Prof. Dr. Scheiner sees additional differences in driving styles: “In particular among men – and especially young men – driving can trigger a rush of power and control over the machine. They drive faster and less in line with the rules and regulations, overestimate their abilities more, and, in extreme cases, consider themselves to be above God.” According to the expert from Dortmund, women can also feel the same rush. “But they don’t seem to give in to it nearly as much. They drive more rationally, perhaps partly due to their sense of responsibility. We know that they take far-above-average responsibility for interpersonal matters – such as upbringing, family, care, and private contacts.”

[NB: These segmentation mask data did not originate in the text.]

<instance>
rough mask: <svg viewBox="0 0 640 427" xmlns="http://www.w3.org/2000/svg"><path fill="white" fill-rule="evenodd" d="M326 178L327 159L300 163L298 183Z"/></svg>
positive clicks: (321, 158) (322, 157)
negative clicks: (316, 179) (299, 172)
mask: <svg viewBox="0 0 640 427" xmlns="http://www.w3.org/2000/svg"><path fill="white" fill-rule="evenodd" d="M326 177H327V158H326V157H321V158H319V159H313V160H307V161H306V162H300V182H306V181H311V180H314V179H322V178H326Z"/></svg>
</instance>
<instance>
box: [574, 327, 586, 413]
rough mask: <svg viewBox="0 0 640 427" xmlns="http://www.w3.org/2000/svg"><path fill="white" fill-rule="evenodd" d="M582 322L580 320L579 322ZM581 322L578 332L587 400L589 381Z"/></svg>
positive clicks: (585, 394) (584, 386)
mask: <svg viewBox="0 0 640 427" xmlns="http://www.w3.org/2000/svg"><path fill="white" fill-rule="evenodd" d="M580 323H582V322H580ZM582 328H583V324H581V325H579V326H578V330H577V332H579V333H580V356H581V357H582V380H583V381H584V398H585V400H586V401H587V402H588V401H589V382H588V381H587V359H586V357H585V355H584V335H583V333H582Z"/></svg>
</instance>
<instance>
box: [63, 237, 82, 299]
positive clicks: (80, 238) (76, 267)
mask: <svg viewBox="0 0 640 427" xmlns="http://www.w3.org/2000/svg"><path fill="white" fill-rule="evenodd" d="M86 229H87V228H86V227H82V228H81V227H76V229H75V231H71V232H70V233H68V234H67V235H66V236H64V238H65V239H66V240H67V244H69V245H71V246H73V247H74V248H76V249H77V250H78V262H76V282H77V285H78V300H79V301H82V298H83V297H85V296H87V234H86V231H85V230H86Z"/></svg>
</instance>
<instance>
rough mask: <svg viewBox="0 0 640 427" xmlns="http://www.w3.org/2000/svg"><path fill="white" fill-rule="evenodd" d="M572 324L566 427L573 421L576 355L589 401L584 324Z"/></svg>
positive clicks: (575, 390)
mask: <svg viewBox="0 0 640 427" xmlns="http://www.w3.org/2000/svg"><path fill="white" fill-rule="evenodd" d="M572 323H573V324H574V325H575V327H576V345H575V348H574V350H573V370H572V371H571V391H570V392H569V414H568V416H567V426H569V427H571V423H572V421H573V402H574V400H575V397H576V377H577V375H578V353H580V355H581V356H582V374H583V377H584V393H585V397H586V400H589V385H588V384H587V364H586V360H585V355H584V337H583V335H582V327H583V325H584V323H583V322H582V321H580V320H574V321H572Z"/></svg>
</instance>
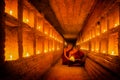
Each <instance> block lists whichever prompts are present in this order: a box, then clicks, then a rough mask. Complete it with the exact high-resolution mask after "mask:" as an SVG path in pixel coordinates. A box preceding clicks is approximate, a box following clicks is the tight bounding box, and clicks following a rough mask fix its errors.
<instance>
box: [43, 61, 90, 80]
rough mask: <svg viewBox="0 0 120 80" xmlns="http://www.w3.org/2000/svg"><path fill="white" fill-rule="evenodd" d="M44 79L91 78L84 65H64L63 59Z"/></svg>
mask: <svg viewBox="0 0 120 80" xmlns="http://www.w3.org/2000/svg"><path fill="white" fill-rule="evenodd" d="M43 80H90V78H89V76H88V74H87V72H86V71H85V69H84V67H73V66H72V67H69V66H68V65H62V60H59V62H58V63H57V64H56V65H55V66H53V67H52V68H51V69H50V70H49V71H48V72H47V73H46V74H45V76H44V78H43Z"/></svg>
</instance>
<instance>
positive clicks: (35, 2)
mask: <svg viewBox="0 0 120 80" xmlns="http://www.w3.org/2000/svg"><path fill="white" fill-rule="evenodd" d="M29 1H30V2H31V3H32V4H33V5H34V6H35V7H36V8H37V9H38V10H39V11H40V12H41V13H42V14H44V17H45V18H46V19H47V20H48V21H49V22H50V23H51V24H52V25H53V26H54V27H55V29H56V30H57V31H58V32H59V33H60V34H61V35H62V36H63V37H64V38H66V39H75V38H77V36H78V34H79V33H80V31H81V30H82V28H83V25H84V24H85V21H86V19H87V18H88V16H89V15H90V13H91V10H92V8H93V7H94V5H95V2H96V0H29Z"/></svg>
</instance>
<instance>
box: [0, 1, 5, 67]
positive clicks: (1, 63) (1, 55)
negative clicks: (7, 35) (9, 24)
mask: <svg viewBox="0 0 120 80" xmlns="http://www.w3.org/2000/svg"><path fill="white" fill-rule="evenodd" d="M4 11H5V2H4V0H1V1H0V66H1V65H2V64H3V63H4V59H5V56H4V53H5V51H4V48H5V18H4V17H5V16H4V15H5V13H4Z"/></svg>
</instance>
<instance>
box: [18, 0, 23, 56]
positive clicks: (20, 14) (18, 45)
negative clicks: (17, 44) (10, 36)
mask: <svg viewBox="0 0 120 80" xmlns="http://www.w3.org/2000/svg"><path fill="white" fill-rule="evenodd" d="M22 20H23V0H18V52H19V58H22V57H23V30H22V27H23V25H22Z"/></svg>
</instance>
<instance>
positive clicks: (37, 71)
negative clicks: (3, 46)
mask: <svg viewBox="0 0 120 80" xmlns="http://www.w3.org/2000/svg"><path fill="white" fill-rule="evenodd" d="M61 54H62V51H56V52H53V53H52V52H51V53H44V54H40V55H34V56H31V57H29V58H23V59H20V60H16V61H8V62H6V63H5V73H4V74H5V76H3V78H0V80H2V79H3V80H36V79H37V78H39V79H40V78H41V75H43V74H44V73H45V72H46V71H47V70H48V69H49V68H50V67H51V66H52V65H53V63H55V62H56V61H57V60H58V59H59V58H60V56H61ZM56 56H57V57H56Z"/></svg>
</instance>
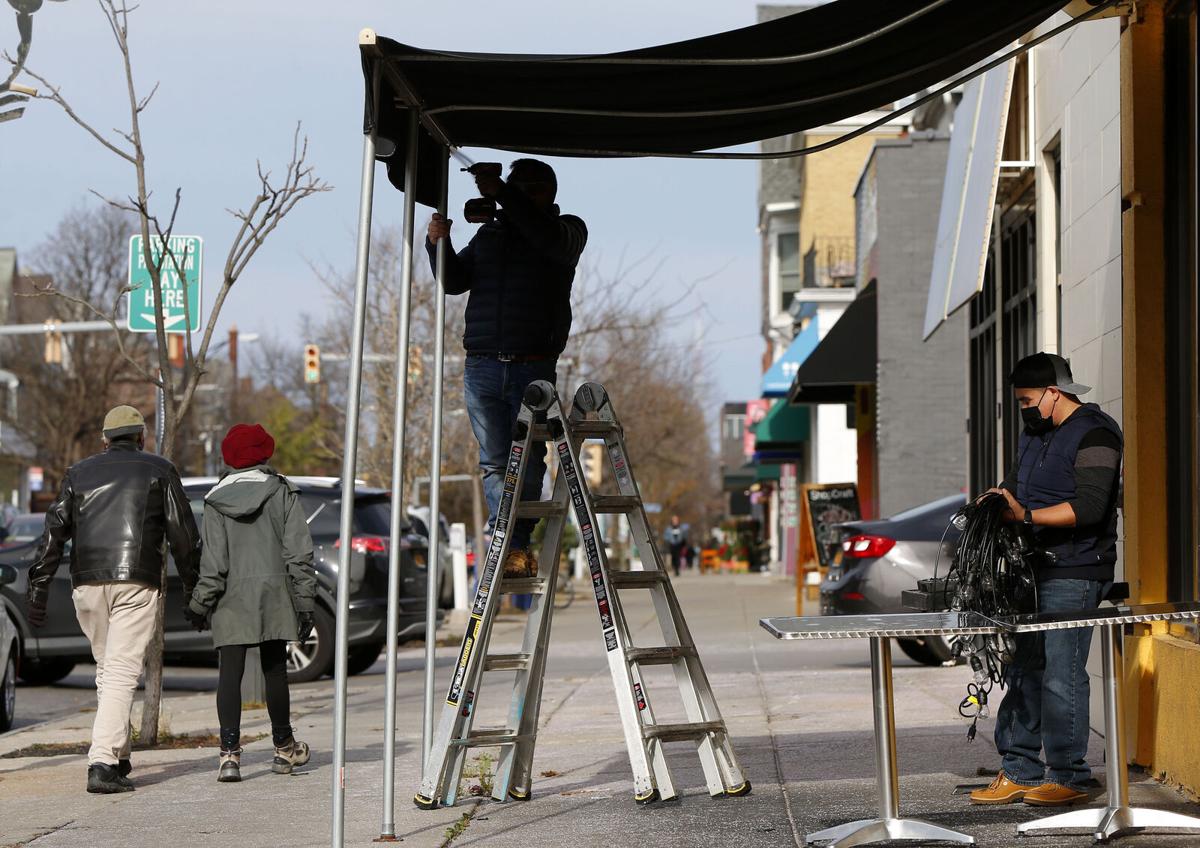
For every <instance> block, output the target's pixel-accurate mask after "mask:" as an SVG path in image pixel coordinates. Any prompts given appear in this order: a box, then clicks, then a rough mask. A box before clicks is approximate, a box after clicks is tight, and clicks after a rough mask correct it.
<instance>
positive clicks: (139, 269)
mask: <svg viewBox="0 0 1200 848" xmlns="http://www.w3.org/2000/svg"><path fill="white" fill-rule="evenodd" d="M168 245H169V247H170V253H172V255H174V258H175V261H174V263H173V261H172V260H170V258H169V257H168V258H167V259H166V260H164V261H163V263H162V319H163V327H164V329H166V331H167V332H187V330H188V329H191V331H192V332H197V331H199V329H200V278H202V267H203V264H202V255H203V247H204V240H203V239H200V236H198V235H173V236H170V240H169V242H168ZM150 251H151V253H152V254H154V261H155V263H156V264H157V261H158V260H160V259H161V258H162V254H163V249H162V239H160V237H158V236H151V237H150ZM175 263H178V264H179V267H180V269H182V271H184V278H182V279H180V278H179V273H178V271H176V270H175ZM185 297H186V300H185ZM185 303H186V307H185ZM128 307H130V308H128V314H127V325H128V327H130V332H154V331H155V320H154V285H152V284H151V282H150V269H149V267H146V261H145V253H144V252H143V249H142V236H140V235H134V236H132V237H131V239H130V299H128ZM187 318H191V321H187V320H186V319H187ZM188 323H191V327H188V326H187V324H188Z"/></svg>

Prof. Dr. Joachim Scheiner

Among other areas, Prof. Dr. Joachim Scheiner researches the topics “Traffic behavior, everyday mobility, spheres of activity,” and “Social change and traffic.” In the “Gender and mobility” research project, he investigated “Everyday life in the transformation of the gender relationship” with regard to “Activities, routes, transport, and use of time.”

Gender differences can also be seen when it comes to car purchases. However, they cannot be explained by sweeping generalizations. For example, a study by TÜV Nord established: “Men drive luxury class, women compact cars,” as the graduate psychologist Cornelia Nagel succinctly summarizes the results. But, she adds, “that is not necessarily of their own accord. The trend toward a smaller (second) car for a woman could be down to the sharing of roles in couples – or simply due to different financial possibilities.”

Even today, preconceptions persist in the mutual judgment by men and women on the driving skills of the opposite sex. Prof. Dr. Scheiner explains how this comes about: “You have to understand how these preconceptions come into being. The cliché that women cannot park comes from a time when women with driving licences had little opportunity to acquire driving practice. So it was a kind of self-fulfilling prophecy.” How inaccurate that stereotype is today was revealed by two studies. Firstly, British researchers found that the car ends up more in the middle of the parking space when women park – meaning they park more precisely than men. And according to a study that they conducted for a car park operator, students at the Baden-Württemberg Cooperative State University Mannheim found that women park faster than men. They need an average of 17 seconds for a parking maneuver – men need three seconds longer.

This much is clear: Women love cars just as much as men do, but – for various reasons relating to life circumstances – in a different way. And which gender drives better? The real answer to that question is far from the established clichés. But one thing is for sure: cars are not only a boys thing – they are just as much a girls thing!